The European Union follows the UN with 76 projects and engagement with 17 ministries/agencies. Asian Development Bank (ADB) has 68 projects in 15 ministries, and the World Bank (WB) and Switzerland are engaged with 38 and 36 projects in 14 and 16 ministries, respectively. The engagement of several donors with a single ministry shows there has been little donor harmonisation. “It is now high time to assess whether the mentioned ministries need such a big number of donor engagement in order to realize aid effectiveness,” states DCR aid.

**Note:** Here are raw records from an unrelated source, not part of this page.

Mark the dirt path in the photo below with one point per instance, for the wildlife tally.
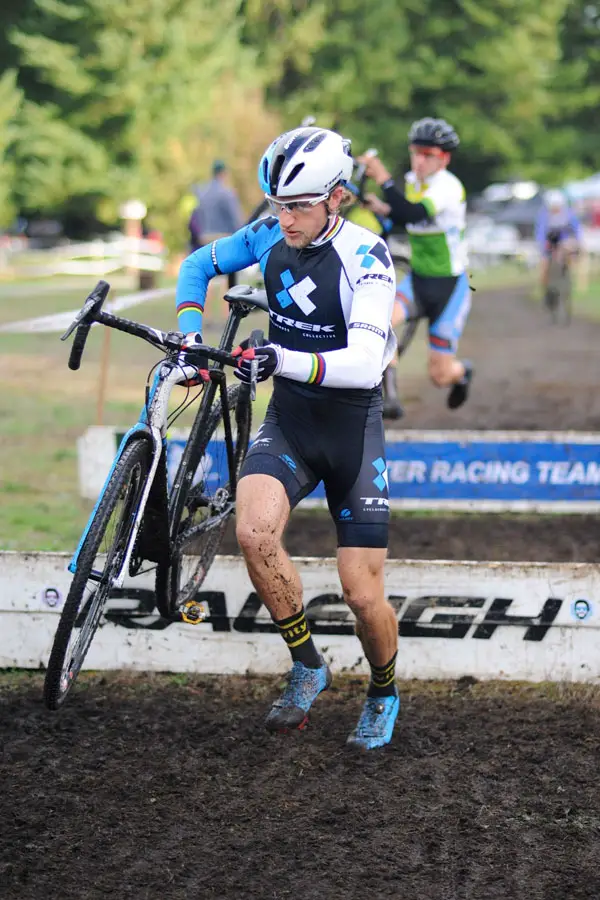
(169, 788)
(530, 374)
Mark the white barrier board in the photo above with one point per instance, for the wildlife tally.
(523, 621)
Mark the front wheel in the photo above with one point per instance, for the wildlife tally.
(99, 562)
(208, 507)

Such is the fragmentation of aid that Chief Secretary Lilamani Poudel on first week of April gave written instruction to secretaries not to accept foreign assistance for small projects and for many geographical regions. In his letter, Poudel asked the secretaries to take aid for medium- and large-scale projects that generate income and employment and those related to infrastructure projects such as electricity, roads and airports.
The instruction was given citing scattering of resources, increased cost of monitoring, supervision and evaluation, lack of uniformity in quality and heavy expenses for report preparation, documentation and consultants as a result of accepting foreign assistance for smaller projects.

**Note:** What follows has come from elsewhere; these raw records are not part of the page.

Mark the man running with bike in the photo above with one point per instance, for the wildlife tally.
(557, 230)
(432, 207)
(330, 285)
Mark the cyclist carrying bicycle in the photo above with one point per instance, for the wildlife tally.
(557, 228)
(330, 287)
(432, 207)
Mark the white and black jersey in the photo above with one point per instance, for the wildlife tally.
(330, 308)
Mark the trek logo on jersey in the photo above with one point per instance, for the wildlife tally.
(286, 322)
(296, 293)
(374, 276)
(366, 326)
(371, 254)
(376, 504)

Economists say if donor assistance is scattered in many areas with small-sized projects, the transaction cost will be higher with less impact. Shankar Sharma, former vice-chairman of National Planning Commission (NPC), said foreign assistance given through a single basket had better results than ones given individually. “For example, the ‘Education for All’ programme, under which donors have given aid through a single basket (sector wide approach), has performed well, delivering children’s enrolment ratio of 94 percent,” he said.
The sector wide approach (SWAp) was introduced to lend in a certain programme by collecting donors’ fund in a single basket. SWAp has been implemented in certain programmers under Education, Health and Local Development Ministries.
Despite SWAp implementation, there has been large-scale aid fragmentation in Local Development, Education and Health Ministries. The Local Development Ministry has the highest number of donor engagement (23) and has highest number of projects (81). Sixteen donors engaged in 32 projects in Education Ministry, while Health Ministry has engagement of 19 donors in 77 projects.
Former Finance Secretary Rameshore Khanal said there has been marked improvement in aid fragmentation compared to 10 years ago. “Majority of donors are not engaged in more than 3-4 areas. Before 2000, local directors of the donors used to select several projects and engage in several areas, but it has come down drastically lately,” he said.
According to Khanal, after the introduction of the 10th Annual Plan, efforts were made for donor harmonisation, and projects and areas in which donors engaged started to come down.
Sharma stressed SWAp should be implemented in ministries that handle large infrastructure projects. “Collective engagement of several donors for the development of Tanahun hydropower project is a welcome effort in this regard,” said Sharma.
According to the report, majority of technical assistance provided by the donors are off-budget and aid fragmentation in technical assistance is alarming.